El ex líder de la URSS desea estar en candelero

Cuando el 25 de diciembre de 1991 Mijaíl Gorbachov dimitió como máximo dirigente de la URSS se encontró con un problema. Mientras en Estados Unidos unos presidentes se retiraban a su rancho, como Reagan, y otros se dedicaban a dar conferencias, como Nixon, o a la cooperación internacional, como Carter, los líderes soviéticos sólo habían dejado de serlo por haber caído en desgracia o por defunción. El primer y último presidente electo de la URSS carecía de modelo.Gorbachov, al ponerse al frente de la Fundación de Estudios Políticos y Socioeconómicos, parecía haber optado por una vía intermedia entre Carter y Nixon. Sin embargo, sus actividades tras su cese desmienten en gran medida su deseo declarado de no participar en la vida política de su país. Pero ese camino de estadista sin Estado empezó ya antes de su dimisión. Se evidenció a partir del golpe de Estado que precipitó su salida del poder, ahora hace un año.

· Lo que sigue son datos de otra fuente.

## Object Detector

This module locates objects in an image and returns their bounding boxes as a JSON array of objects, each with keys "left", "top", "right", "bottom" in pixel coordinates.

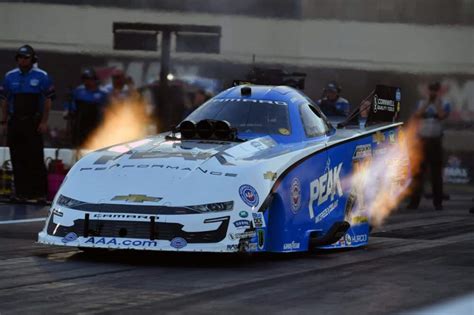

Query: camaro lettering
[
  {"left": 308, "top": 163, "right": 343, "bottom": 218},
  {"left": 93, "top": 213, "right": 152, "bottom": 220}
]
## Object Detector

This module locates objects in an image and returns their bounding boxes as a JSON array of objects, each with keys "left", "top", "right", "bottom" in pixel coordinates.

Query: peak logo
[{"left": 308, "top": 163, "right": 343, "bottom": 218}]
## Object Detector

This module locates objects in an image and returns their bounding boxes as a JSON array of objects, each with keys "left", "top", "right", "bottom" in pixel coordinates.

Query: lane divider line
[{"left": 0, "top": 218, "right": 46, "bottom": 224}]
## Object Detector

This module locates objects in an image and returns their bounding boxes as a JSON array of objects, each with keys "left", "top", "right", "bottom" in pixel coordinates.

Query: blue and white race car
[{"left": 38, "top": 85, "right": 401, "bottom": 252}]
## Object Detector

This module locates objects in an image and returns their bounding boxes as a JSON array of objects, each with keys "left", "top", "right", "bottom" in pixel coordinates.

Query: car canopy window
[
  {"left": 299, "top": 104, "right": 330, "bottom": 137},
  {"left": 186, "top": 98, "right": 291, "bottom": 135}
]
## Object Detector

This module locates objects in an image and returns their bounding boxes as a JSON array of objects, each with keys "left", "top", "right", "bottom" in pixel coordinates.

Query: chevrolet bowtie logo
[
  {"left": 263, "top": 171, "right": 277, "bottom": 180},
  {"left": 112, "top": 195, "right": 163, "bottom": 202},
  {"left": 373, "top": 131, "right": 385, "bottom": 144}
]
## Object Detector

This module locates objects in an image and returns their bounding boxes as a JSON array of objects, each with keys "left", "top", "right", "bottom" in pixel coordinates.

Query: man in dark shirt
[
  {"left": 408, "top": 82, "right": 451, "bottom": 210},
  {"left": 0, "top": 45, "right": 55, "bottom": 201}
]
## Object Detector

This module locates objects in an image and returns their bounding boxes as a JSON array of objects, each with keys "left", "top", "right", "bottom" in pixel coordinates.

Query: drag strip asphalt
[{"left": 0, "top": 202, "right": 474, "bottom": 314}]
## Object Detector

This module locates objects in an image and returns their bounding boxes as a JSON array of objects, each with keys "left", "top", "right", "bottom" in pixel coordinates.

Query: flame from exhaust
[
  {"left": 83, "top": 97, "right": 150, "bottom": 150},
  {"left": 344, "top": 121, "right": 423, "bottom": 226}
]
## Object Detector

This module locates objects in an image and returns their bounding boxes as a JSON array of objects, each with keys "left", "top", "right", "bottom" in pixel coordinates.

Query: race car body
[{"left": 39, "top": 86, "right": 400, "bottom": 252}]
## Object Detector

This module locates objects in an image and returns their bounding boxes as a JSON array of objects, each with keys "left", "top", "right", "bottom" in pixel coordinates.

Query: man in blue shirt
[
  {"left": 408, "top": 82, "right": 451, "bottom": 210},
  {"left": 0, "top": 45, "right": 55, "bottom": 201},
  {"left": 71, "top": 69, "right": 108, "bottom": 146},
  {"left": 317, "top": 82, "right": 351, "bottom": 118}
]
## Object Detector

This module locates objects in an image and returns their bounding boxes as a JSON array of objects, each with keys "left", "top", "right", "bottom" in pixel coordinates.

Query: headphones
[{"left": 15, "top": 45, "right": 38, "bottom": 64}]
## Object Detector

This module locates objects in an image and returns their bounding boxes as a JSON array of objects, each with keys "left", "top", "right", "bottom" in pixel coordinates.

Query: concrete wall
[{"left": 0, "top": 3, "right": 474, "bottom": 74}]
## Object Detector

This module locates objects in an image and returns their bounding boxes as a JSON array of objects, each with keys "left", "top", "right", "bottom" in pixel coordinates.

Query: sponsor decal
[
  {"left": 344, "top": 234, "right": 352, "bottom": 246},
  {"left": 53, "top": 208, "right": 63, "bottom": 217},
  {"left": 229, "top": 231, "right": 256, "bottom": 240},
  {"left": 84, "top": 236, "right": 158, "bottom": 247},
  {"left": 388, "top": 130, "right": 396, "bottom": 144},
  {"left": 257, "top": 229, "right": 265, "bottom": 249},
  {"left": 351, "top": 215, "right": 369, "bottom": 225},
  {"left": 234, "top": 220, "right": 250, "bottom": 228},
  {"left": 308, "top": 160, "right": 343, "bottom": 218},
  {"left": 352, "top": 234, "right": 367, "bottom": 243},
  {"left": 239, "top": 185, "right": 259, "bottom": 207},
  {"left": 263, "top": 171, "right": 277, "bottom": 180},
  {"left": 227, "top": 244, "right": 239, "bottom": 252},
  {"left": 352, "top": 144, "right": 372, "bottom": 161},
  {"left": 374, "top": 94, "right": 395, "bottom": 113},
  {"left": 290, "top": 177, "right": 301, "bottom": 214},
  {"left": 252, "top": 212, "right": 265, "bottom": 228},
  {"left": 239, "top": 211, "right": 249, "bottom": 218},
  {"left": 79, "top": 163, "right": 238, "bottom": 177},
  {"left": 112, "top": 194, "right": 163, "bottom": 203},
  {"left": 92, "top": 213, "right": 153, "bottom": 221},
  {"left": 61, "top": 232, "right": 77, "bottom": 244},
  {"left": 283, "top": 241, "right": 301, "bottom": 250},
  {"left": 278, "top": 128, "right": 290, "bottom": 136},
  {"left": 170, "top": 237, "right": 188, "bottom": 249},
  {"left": 372, "top": 131, "right": 385, "bottom": 144},
  {"left": 314, "top": 200, "right": 339, "bottom": 223}
]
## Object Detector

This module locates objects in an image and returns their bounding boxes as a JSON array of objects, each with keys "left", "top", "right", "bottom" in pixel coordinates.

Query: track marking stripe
[{"left": 0, "top": 218, "right": 46, "bottom": 224}]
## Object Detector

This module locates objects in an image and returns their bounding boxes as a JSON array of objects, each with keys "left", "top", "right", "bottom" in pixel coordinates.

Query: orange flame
[
  {"left": 346, "top": 121, "right": 423, "bottom": 226},
  {"left": 83, "top": 97, "right": 150, "bottom": 150}
]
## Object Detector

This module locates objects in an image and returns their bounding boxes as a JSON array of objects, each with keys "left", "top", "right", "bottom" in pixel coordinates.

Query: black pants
[
  {"left": 7, "top": 116, "right": 48, "bottom": 198},
  {"left": 409, "top": 137, "right": 443, "bottom": 208}
]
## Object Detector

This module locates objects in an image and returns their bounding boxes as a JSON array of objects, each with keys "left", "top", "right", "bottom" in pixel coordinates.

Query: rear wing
[
  {"left": 365, "top": 85, "right": 402, "bottom": 126},
  {"left": 232, "top": 68, "right": 306, "bottom": 90}
]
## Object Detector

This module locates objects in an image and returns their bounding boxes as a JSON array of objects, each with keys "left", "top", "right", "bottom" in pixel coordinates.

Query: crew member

"El golpe aceleró la desintegración del Estado y de la sociedad. Por ello reanudé el trabajo sobre el tratado de la Unión", dice Gorbachov en sus memorias.

El colapso de la economía, el desmembramiento de la URSS, la ruptura de los lazos espirituales de su cultura, todo se precipitó en los meses finales de 199 1. Apenas superado el susto de la intentona golpista, el Sóviet Supremo retiró a Gorbachov -el 29 de agosto, cuando estaba a punto de autodisolverse- los poderes especiales que le atribuyera el año anterior. A partir de ahí las cosas se le fueron de las manos poco a poco.

El principio del fin

A mediados de noviembre, el Consejo de Estado, que agrupaba a los dirigentes de las antiguas repúblicas soviéticas, se reunió en Novo-Ogarevo para tratar de salvar lo insalvable. El debate giró en torno a ¿un Estado de la Unión o una Unión de Estados? Gorbachov defendía el primer supuesto, y, aunque hubo discrepancias, salió convencido de que disponía de tiempo para lograrlo. Sin embargo, el 1 de diciembre, los ucranios votaron a favor de su independencia de Moscú. Era el principio del final.En sus memorias, Gorbachov manifiesta que Borís Yeltsin era contrario a la Unión, y que, por tanto, veía bien los vientos secesionistas de Ucrania. Sea como fuere, Yeltsin viajó el 7 de diciembre a Minsk para reunirse con los dirigentes de esa república, Leonid Kravchuk, y de Bielorrusia, Stanislav Shuskevick. Fue éste último quien dos días más tarde le telefoneó para anunciarle que el camino de la partición era irreversible. La salida de Gorbi, como le apodó la prensa internacional, estaba cantada.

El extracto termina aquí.